Every editorial entry carries a lastReviewed date. Entries are updated when:

• A new primary-source paper supersedes the existing evidence base.
• The corpus monitoring queue flags a paper that changes the conclusion.
• A member or critic flags a factual error (we'd rather correct than defend; corrections are documented in the entry's history).
• The legal or regulatory landscape for a peptide changes.
• Translation provenance changes — a new translation pass improves an existing AI-extracted entry.

Cyclical content audits run quarterly. The full corpus reading list is re-ranked at each quarterly retrospective on the member platform.

Millions of adults globally use peptides whose regulatory status is gray. Some have legitimate medical indications; some are recreational or aesthetic; some occupy the long tail where "research only" labeling exists for legal cover but actual use is medical-adjacent. Whether this should be the case is a separate conversation; that it is the case is the reality the editorial scope addresses.

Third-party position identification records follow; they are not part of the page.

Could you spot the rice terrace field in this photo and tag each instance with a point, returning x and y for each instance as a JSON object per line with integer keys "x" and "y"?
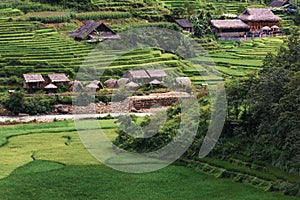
{"x": 257, "y": 154}
{"x": 63, "y": 169}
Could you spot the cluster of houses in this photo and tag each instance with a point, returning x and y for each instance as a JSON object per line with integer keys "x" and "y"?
{"x": 133, "y": 79}
{"x": 253, "y": 22}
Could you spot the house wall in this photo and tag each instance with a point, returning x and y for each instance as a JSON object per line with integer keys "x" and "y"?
{"x": 258, "y": 25}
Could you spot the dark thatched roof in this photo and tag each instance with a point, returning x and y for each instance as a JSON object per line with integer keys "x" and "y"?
{"x": 50, "y": 86}
{"x": 132, "y": 85}
{"x": 229, "y": 24}
{"x": 89, "y": 27}
{"x": 58, "y": 78}
{"x": 258, "y": 14}
{"x": 33, "y": 78}
{"x": 184, "y": 23}
{"x": 155, "y": 82}
{"x": 92, "y": 86}
{"x": 122, "y": 81}
{"x": 156, "y": 73}
{"x": 183, "y": 81}
{"x": 278, "y": 3}
{"x": 110, "y": 83}
{"x": 138, "y": 74}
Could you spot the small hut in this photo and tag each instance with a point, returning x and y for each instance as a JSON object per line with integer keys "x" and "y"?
{"x": 279, "y": 4}
{"x": 92, "y": 87}
{"x": 157, "y": 74}
{"x": 257, "y": 18}
{"x": 97, "y": 83}
{"x": 33, "y": 81}
{"x": 111, "y": 83}
{"x": 185, "y": 24}
{"x": 93, "y": 31}
{"x": 230, "y": 28}
{"x": 50, "y": 88}
{"x": 182, "y": 81}
{"x": 139, "y": 76}
{"x": 75, "y": 86}
{"x": 155, "y": 82}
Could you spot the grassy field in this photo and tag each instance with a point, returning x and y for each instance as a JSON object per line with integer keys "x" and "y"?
{"x": 53, "y": 163}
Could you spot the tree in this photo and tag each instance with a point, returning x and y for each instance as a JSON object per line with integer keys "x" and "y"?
{"x": 15, "y": 103}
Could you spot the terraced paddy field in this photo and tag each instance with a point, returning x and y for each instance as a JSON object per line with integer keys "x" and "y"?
{"x": 48, "y": 161}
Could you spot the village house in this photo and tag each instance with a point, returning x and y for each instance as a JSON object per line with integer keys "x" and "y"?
{"x": 75, "y": 86}
{"x": 95, "y": 85}
{"x": 253, "y": 22}
{"x": 185, "y": 24}
{"x": 279, "y": 6}
{"x": 257, "y": 18}
{"x": 230, "y": 28}
{"x": 93, "y": 31}
{"x": 122, "y": 82}
{"x": 110, "y": 83}
{"x": 33, "y": 81}
{"x": 59, "y": 80}
{"x": 50, "y": 88}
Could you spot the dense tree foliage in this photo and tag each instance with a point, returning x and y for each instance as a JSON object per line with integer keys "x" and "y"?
{"x": 262, "y": 122}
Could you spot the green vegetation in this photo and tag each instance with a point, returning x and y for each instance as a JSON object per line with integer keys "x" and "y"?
{"x": 54, "y": 165}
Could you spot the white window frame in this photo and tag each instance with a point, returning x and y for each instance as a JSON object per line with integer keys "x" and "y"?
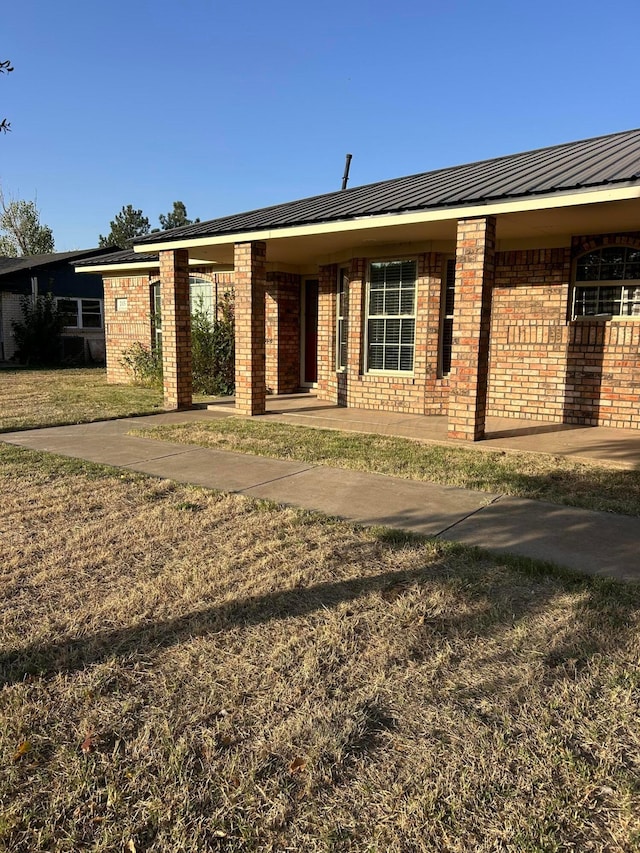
{"x": 377, "y": 371}
{"x": 624, "y": 292}
{"x": 79, "y": 300}
{"x": 342, "y": 309}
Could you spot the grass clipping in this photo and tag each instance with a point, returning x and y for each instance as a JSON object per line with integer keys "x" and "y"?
{"x": 184, "y": 670}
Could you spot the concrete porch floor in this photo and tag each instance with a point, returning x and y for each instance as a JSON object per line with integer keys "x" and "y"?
{"x": 614, "y": 447}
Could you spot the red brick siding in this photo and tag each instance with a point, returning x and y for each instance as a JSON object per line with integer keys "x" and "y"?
{"x": 544, "y": 366}
{"x": 250, "y": 286}
{"x": 475, "y": 270}
{"x": 436, "y": 396}
{"x": 353, "y": 387}
{"x": 282, "y": 332}
{"x": 124, "y": 328}
{"x": 176, "y": 329}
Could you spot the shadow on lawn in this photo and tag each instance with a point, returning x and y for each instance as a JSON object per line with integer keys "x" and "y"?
{"x": 498, "y": 598}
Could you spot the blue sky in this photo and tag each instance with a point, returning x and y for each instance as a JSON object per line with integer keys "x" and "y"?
{"x": 233, "y": 106}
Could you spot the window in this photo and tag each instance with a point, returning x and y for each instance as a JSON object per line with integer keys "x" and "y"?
{"x": 391, "y": 319}
{"x": 607, "y": 283}
{"x": 341, "y": 319}
{"x": 203, "y": 299}
{"x": 448, "y": 303}
{"x": 156, "y": 317}
{"x": 81, "y": 313}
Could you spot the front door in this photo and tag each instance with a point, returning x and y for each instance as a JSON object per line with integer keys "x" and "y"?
{"x": 309, "y": 332}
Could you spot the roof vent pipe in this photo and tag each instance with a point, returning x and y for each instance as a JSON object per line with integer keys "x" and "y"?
{"x": 345, "y": 177}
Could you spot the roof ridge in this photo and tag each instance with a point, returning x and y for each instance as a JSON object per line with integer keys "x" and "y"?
{"x": 386, "y": 181}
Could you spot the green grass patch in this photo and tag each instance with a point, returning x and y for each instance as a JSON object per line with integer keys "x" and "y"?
{"x": 39, "y": 398}
{"x": 529, "y": 475}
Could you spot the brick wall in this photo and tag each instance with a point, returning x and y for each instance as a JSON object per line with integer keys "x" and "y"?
{"x": 353, "y": 387}
{"x": 475, "y": 272}
{"x": 543, "y": 366}
{"x": 177, "y": 374}
{"x": 250, "y": 286}
{"x": 124, "y": 328}
{"x": 282, "y": 332}
{"x": 529, "y": 334}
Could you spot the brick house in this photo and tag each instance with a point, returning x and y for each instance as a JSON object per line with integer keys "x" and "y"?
{"x": 507, "y": 287}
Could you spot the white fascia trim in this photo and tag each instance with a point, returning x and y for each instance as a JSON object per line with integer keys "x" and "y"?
{"x": 440, "y": 215}
{"x": 151, "y": 265}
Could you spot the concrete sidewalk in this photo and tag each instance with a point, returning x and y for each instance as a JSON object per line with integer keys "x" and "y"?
{"x": 592, "y": 542}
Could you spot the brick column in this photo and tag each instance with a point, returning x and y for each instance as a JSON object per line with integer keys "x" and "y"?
{"x": 355, "y": 320}
{"x": 327, "y": 285}
{"x": 282, "y": 332}
{"x": 250, "y": 282}
{"x": 176, "y": 329}
{"x": 475, "y": 268}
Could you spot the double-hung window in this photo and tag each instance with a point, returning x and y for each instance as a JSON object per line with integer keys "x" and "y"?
{"x": 607, "y": 283}
{"x": 391, "y": 316}
{"x": 81, "y": 313}
{"x": 448, "y": 303}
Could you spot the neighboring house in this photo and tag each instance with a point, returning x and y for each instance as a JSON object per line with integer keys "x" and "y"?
{"x": 133, "y": 310}
{"x": 79, "y": 297}
{"x": 506, "y": 287}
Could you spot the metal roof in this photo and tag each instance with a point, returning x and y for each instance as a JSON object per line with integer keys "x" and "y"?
{"x": 10, "y": 266}
{"x": 572, "y": 166}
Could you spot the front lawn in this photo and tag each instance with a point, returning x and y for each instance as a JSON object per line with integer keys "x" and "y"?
{"x": 35, "y": 398}
{"x": 528, "y": 475}
{"x": 182, "y": 670}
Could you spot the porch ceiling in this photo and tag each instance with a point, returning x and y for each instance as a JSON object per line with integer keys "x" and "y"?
{"x": 518, "y": 229}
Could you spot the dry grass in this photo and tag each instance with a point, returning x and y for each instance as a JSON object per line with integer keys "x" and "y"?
{"x": 34, "y": 398}
{"x": 529, "y": 475}
{"x": 183, "y": 670}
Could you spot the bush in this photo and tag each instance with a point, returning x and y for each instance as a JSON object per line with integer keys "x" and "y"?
{"x": 212, "y": 353}
{"x": 145, "y": 366}
{"x": 39, "y": 335}
{"x": 213, "y": 349}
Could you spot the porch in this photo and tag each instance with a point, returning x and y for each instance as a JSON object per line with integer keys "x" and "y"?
{"x": 604, "y": 445}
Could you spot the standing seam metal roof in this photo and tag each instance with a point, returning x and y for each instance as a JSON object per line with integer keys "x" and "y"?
{"x": 584, "y": 164}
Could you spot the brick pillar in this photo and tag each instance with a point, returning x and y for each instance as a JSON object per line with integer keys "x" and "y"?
{"x": 282, "y": 331}
{"x": 327, "y": 285}
{"x": 355, "y": 320}
{"x": 250, "y": 282}
{"x": 475, "y": 268}
{"x": 176, "y": 329}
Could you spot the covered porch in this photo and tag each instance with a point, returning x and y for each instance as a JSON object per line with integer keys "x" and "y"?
{"x": 618, "y": 448}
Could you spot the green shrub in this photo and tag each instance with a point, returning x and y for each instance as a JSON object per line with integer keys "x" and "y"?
{"x": 39, "y": 335}
{"x": 144, "y": 365}
{"x": 213, "y": 349}
{"x": 212, "y": 353}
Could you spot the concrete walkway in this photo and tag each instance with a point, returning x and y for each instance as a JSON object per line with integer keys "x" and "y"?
{"x": 592, "y": 542}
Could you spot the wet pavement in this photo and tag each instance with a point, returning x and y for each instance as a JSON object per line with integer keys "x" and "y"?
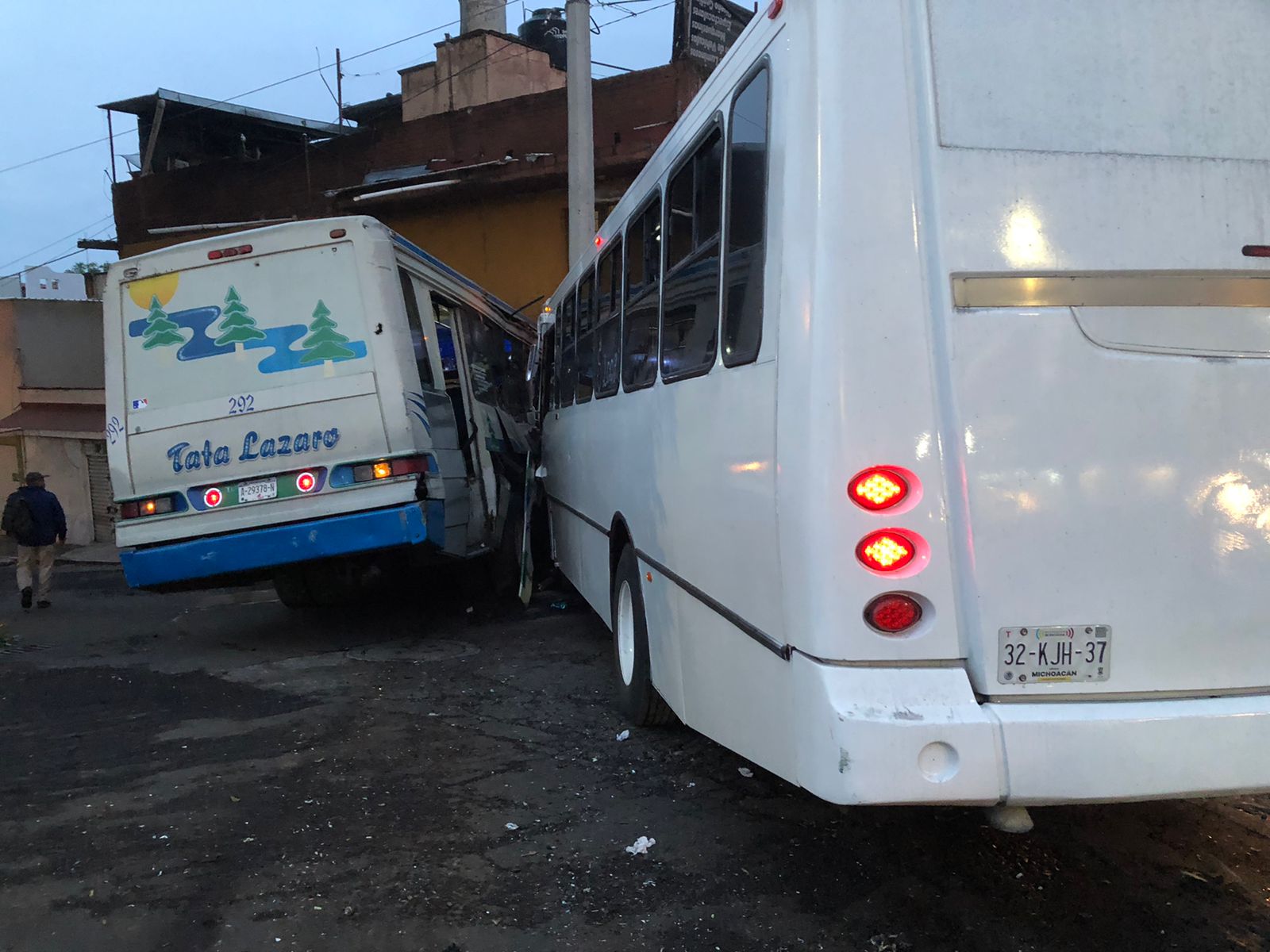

Better that the people doing this have the most rigorously sourced, most honest, least conflicted information about the molecules they're choosing — including the safety questions, the rebound dynamics, the cycling rationale, the upstream interventions that often matter more than the pharmacological adjunct. That's the harm-reduction position. The platform's entire structure — the four-tier system, the no-vendor-links rule, the privacy invariants, the corpus-monitoring loop, the translated-literature work — exists to make that position credible at depth.